The college operates 11 residential halls throughout Cambridge, with a new hall (Scholars House, 57 rooms) opening January 2026. Accommodation options include Superior Single En-suite (£9,315 per term), Superior Twin En-suite (£8,075), Standard Single En-suite (£8,075), and Single with Shared Shower (£7,450). All accommodation is full-board: breakfast in house, lunch and dinner in college canteen, seven days weekly. Each house has a dedicated House Parent living on-site. Laundry, cleaning, Wi-Fi, and common areas are provided. Homestay options are also available.
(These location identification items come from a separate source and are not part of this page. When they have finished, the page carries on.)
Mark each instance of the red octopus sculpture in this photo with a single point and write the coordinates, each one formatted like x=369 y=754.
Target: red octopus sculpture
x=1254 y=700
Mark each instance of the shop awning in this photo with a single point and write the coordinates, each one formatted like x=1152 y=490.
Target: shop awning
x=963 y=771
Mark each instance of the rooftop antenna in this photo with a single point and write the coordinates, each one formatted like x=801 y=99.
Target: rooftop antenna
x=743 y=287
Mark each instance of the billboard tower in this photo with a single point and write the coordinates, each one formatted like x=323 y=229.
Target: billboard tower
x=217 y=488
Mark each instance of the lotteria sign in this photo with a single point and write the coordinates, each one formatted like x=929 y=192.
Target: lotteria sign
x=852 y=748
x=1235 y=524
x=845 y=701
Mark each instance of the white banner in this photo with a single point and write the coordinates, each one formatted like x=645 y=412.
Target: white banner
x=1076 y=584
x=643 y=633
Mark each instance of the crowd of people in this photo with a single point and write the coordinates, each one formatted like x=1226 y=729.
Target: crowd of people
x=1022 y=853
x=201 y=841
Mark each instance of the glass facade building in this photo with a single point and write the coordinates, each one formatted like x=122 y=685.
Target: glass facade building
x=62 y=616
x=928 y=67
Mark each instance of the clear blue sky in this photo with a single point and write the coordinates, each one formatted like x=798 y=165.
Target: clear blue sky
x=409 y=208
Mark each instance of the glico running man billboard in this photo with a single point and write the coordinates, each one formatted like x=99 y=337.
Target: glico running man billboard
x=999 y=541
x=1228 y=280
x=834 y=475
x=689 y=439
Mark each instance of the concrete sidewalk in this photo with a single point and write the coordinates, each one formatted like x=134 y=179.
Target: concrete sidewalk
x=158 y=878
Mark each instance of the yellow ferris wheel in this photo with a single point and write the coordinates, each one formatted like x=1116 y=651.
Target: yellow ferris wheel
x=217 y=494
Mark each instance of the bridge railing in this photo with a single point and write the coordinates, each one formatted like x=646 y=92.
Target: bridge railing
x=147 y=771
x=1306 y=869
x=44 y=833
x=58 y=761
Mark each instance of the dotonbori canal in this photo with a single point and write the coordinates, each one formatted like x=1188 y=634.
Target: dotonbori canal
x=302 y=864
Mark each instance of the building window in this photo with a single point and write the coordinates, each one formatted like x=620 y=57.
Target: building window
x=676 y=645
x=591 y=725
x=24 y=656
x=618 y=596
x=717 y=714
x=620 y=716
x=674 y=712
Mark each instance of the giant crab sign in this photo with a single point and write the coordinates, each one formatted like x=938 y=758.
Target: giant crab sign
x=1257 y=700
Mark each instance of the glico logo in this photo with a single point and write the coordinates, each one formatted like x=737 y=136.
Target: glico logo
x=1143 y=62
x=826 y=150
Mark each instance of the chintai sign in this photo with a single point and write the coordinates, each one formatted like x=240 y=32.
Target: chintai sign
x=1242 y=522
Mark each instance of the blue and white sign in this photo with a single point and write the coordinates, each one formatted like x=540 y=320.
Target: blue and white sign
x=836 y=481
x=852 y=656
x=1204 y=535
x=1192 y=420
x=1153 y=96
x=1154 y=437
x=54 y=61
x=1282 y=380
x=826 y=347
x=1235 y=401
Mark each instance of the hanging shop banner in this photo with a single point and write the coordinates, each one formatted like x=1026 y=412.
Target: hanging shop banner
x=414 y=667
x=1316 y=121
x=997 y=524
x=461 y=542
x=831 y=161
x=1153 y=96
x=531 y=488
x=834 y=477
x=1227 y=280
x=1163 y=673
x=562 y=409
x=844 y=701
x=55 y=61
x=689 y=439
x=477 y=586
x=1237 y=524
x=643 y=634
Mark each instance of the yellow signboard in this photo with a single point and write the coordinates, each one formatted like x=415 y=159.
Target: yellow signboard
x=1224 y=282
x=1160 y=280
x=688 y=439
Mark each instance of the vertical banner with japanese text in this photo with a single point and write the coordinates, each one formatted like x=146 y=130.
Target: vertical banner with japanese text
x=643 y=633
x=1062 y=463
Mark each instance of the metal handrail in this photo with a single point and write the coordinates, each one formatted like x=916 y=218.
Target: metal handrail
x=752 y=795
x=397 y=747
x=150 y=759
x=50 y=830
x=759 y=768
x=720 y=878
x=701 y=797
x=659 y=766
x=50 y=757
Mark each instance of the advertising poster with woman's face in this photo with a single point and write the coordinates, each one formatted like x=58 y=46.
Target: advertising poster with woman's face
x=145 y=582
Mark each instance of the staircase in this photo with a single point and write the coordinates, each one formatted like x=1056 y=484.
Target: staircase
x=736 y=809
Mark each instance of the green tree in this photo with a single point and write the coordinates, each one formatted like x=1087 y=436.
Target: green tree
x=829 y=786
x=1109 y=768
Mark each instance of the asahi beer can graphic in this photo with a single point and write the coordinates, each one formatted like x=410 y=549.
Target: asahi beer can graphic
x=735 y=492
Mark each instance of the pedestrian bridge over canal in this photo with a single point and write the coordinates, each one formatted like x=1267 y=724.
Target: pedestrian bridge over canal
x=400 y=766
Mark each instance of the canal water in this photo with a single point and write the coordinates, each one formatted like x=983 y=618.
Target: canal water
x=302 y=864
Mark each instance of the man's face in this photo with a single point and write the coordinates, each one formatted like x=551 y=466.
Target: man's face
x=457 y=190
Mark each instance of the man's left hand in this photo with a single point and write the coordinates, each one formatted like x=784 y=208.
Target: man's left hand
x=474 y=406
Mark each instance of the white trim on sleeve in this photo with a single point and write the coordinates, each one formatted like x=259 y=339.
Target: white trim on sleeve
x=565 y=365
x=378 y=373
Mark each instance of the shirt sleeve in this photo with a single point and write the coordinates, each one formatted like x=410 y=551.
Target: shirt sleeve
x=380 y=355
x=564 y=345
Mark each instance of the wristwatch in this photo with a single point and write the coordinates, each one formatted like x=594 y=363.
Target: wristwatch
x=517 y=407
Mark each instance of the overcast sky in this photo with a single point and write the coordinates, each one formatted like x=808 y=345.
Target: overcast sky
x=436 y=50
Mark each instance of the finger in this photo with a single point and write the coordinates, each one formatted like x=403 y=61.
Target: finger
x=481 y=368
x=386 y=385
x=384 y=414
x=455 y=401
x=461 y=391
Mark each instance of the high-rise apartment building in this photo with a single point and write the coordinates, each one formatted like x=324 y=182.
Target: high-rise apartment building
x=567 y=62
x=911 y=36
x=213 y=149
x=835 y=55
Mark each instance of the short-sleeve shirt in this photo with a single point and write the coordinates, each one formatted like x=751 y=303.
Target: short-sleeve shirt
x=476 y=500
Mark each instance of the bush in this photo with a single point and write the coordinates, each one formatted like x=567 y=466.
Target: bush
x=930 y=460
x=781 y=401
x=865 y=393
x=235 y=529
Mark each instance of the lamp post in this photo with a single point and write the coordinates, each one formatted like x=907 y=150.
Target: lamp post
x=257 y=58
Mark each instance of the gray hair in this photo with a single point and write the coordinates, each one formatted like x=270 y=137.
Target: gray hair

Over 30 clubs and societies operate on a termly basis, varying by student interest. Named ongoing clubs include STEM Club, Model United Nations, Duke of Edinburgh Award scheme, Coding Club, Photography and Design Club, Music Club, Debating, Running Club, Critical Thinkers Club, and Young Enterprise Scheme. Sports include football (Cambridge University league), basketball, squash, cricket, badminton, table tennis, golf, touch rugby, and indoor climbing, with access to Cambridge University's Kelsey Kerridge Sports Centre. An active Student Council organizes social events; the Summer Ball is an annual highlight. Work experience placements and volunteer opportunities are integrated into pastoral programming.
Yes, extensively. The college specializes in international student support. English language tuition is provided for students with IELTS below entry requirements (3 hours weekly). The college supports students from 38+ nationalities; no single nationality dominates. International students benefit from dedicated pastoral networks through House Parents and Student Voice mechanisms. The college is explicit about welcoming students with varying educational backgrounds and systems. IELTS can be taken on-site in partnership with test centres.